Kata Ketiga Paslon Gubernur-Wagub Kalbar soal Kebijakan Pengelolaan SDA - kumparan.com
Ketiga paslon Gubernur-Wagub Kalbar memberikan tanggapan mengenai kebijakan pengelolaan SDA untuk meningkatkan kesejahteraan masyarakat. #publisherstory #hipontianak
(Kumparan.com) 23/10/24 20:35 16898059
Hi!Pontianak - Debat publik perdana paslon Gubernur dan Wakil Gubernur Kalbar digelar, Rabu malam, 23 Oktober 2024. Salah satu yang dibahas, yakni mengenai pengelolaan Sumber Daya Alam (SDA).
Diketahui, Kalbar memiliki SDA yang melimpah, tapi tak memiliki nilai tambah tinggi. Untuk itu, perlu langkah konkret untuk mendorong kerja sama pemerintah dan sektor swasta sebagai upaya hilirisasi dan pengembangan industri di Kalbar.
Paslon 01, Sutarmidji-Didi Haryono, mengatakan perlunya mempermudah izin dan menyiapkan Sumber Daya Manusia (SDM) yang baik untuk hilirisasi.
"Industri ada di desa, perhatikan status desa. Desa harus jadi desa mandiri. Ketika sudah terbentuk (desa mandiri) SDM ada, maka proses izin antara pusat dan daerah harus linier," kata Sutarmidji.
Midji menyebut PTSP Kalbar dinilai sudah baik untuk pelayanan perizinan. Namun, ketika sudah di pusat lama lagi. "WPR bukan kewenangan provinsi, tapi pusat. Provinsi hanya memfasilitasi, perizinan itu pun bertahun-tahun," ujar Sutarmidji.

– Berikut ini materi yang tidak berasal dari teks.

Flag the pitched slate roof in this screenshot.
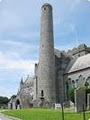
[66,54,90,73]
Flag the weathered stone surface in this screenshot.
[87,94,90,110]
[75,88,86,112]
[37,4,56,103]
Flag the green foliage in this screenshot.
[0,96,9,104]
[4,109,90,120]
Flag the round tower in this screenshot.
[38,4,56,103]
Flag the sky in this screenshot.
[0,0,90,97]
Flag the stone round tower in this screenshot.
[38,3,56,104]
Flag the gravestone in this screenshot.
[75,88,86,112]
[87,94,90,110]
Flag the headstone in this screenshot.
[75,88,86,112]
[55,103,61,109]
[87,94,90,110]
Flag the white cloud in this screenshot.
[0,52,37,73]
[0,87,17,98]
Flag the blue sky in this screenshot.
[0,0,90,97]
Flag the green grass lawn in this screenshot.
[4,109,90,120]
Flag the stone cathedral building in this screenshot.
[10,4,90,108]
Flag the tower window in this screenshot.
[41,90,44,97]
[42,45,44,47]
[43,7,46,10]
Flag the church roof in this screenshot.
[66,54,90,73]
[24,75,34,84]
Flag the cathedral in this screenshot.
[9,3,90,109]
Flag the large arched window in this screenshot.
[67,78,72,89]
[77,75,84,87]
[86,76,90,86]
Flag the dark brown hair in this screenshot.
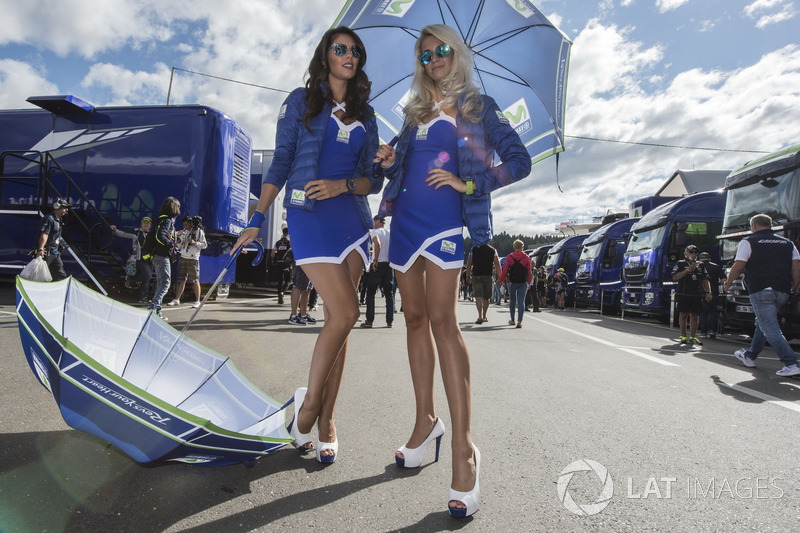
[303,26,370,130]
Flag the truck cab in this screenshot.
[719,144,800,338]
[621,190,725,320]
[575,218,639,313]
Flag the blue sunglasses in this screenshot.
[419,44,450,65]
[328,43,361,59]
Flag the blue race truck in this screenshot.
[544,233,589,306]
[0,95,251,294]
[622,190,725,321]
[719,144,800,338]
[575,218,639,314]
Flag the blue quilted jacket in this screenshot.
[262,88,383,231]
[378,95,531,246]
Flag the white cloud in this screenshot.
[744,0,797,29]
[493,20,800,234]
[656,0,689,13]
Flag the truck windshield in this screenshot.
[578,241,603,264]
[722,169,800,233]
[626,226,667,255]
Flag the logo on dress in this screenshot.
[289,189,306,205]
[440,240,456,255]
[372,0,414,17]
[503,98,533,135]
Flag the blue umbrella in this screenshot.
[334,0,572,163]
[17,243,292,466]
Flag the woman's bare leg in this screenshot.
[395,258,436,457]
[297,247,364,455]
[425,262,475,508]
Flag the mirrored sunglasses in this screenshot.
[419,44,450,65]
[328,43,361,59]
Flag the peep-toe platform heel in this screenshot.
[394,418,444,468]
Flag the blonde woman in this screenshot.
[375,24,531,517]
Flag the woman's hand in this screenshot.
[228,228,258,255]
[425,168,467,193]
[305,180,347,200]
[372,144,397,168]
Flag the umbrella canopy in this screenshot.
[334,0,572,163]
[17,278,292,465]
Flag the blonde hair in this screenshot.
[403,24,483,126]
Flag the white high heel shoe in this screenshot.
[317,439,339,464]
[447,445,481,518]
[289,387,312,450]
[394,418,444,468]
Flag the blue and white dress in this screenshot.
[389,109,464,272]
[287,104,370,266]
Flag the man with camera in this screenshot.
[35,198,72,281]
[168,216,208,308]
[672,244,712,346]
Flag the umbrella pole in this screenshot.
[175,241,264,336]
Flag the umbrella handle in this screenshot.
[176,241,264,334]
[223,241,264,272]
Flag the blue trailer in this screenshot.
[622,190,725,321]
[575,218,639,313]
[0,95,252,296]
[719,144,800,338]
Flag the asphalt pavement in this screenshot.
[0,283,800,533]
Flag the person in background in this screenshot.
[723,214,800,377]
[289,265,317,326]
[111,217,153,304]
[672,244,711,346]
[168,216,208,309]
[271,228,292,304]
[697,252,725,339]
[34,198,72,281]
[232,26,383,463]
[375,24,531,517]
[361,216,394,328]
[143,196,181,320]
[467,243,501,324]
[497,239,533,328]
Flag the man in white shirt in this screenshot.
[361,216,394,328]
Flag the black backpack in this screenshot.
[508,257,528,283]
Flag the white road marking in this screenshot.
[531,317,680,366]
[717,380,800,413]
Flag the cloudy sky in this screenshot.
[0,0,800,234]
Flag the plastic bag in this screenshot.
[19,257,53,281]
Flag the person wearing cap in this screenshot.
[722,214,800,376]
[697,252,725,339]
[672,244,712,346]
[111,217,153,303]
[550,268,569,311]
[34,198,72,281]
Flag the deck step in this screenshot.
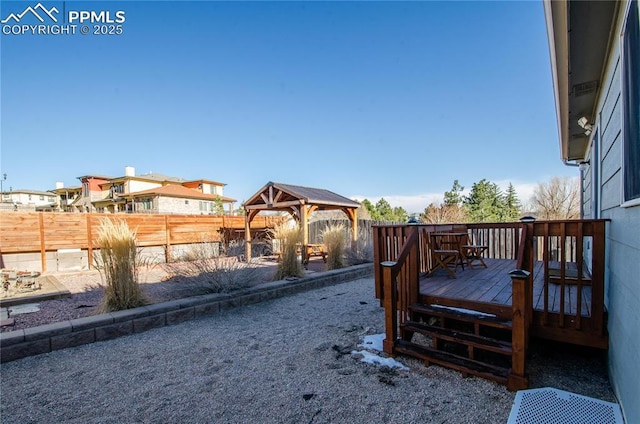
[394,340,510,385]
[409,304,512,331]
[400,321,512,356]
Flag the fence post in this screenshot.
[87,214,93,269]
[507,269,532,390]
[380,261,398,355]
[38,212,47,272]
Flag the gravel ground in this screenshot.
[0,260,302,332]
[0,279,615,424]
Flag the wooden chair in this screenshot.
[462,236,489,268]
[428,234,464,278]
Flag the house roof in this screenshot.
[184,179,226,186]
[244,182,360,210]
[543,0,620,163]
[2,188,53,196]
[77,174,113,181]
[120,184,236,203]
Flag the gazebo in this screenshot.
[244,182,360,260]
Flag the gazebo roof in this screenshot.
[244,181,360,210]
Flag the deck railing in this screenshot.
[373,220,606,354]
[529,220,607,347]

Menanggapi hal itu, paslon 02 Ria Norsan-Krisantus, mengatakan penambangan liar tidak ada solusinya. Ia mengatakan, perlu dilakukan upaya agar penambangan masyarakat mendapat izin.
"WPR memang wewenang pusat, tapi kita harus hadirkan solusi. Meskipun kewenangan pusat, kita upayakan kemudahan supaya penambang-penambang liar ini terlindungi dan juga dapat memberikan PAD untuk daerah kita," ungkap Ria Norsan.
Sementara itu, paslon 03, Muda Mahendrawan-Jakius Sinyor, menilai perlu adanya keseimbangan. Kalbar memiliki kawasan hutan cukup luas.
"Kita semua harus menghormati semua pihak, dan kita harus libatkan kampus dan masyarakat sipil. Maka, perlu pelibatan-pelibatan desa," tuturnya.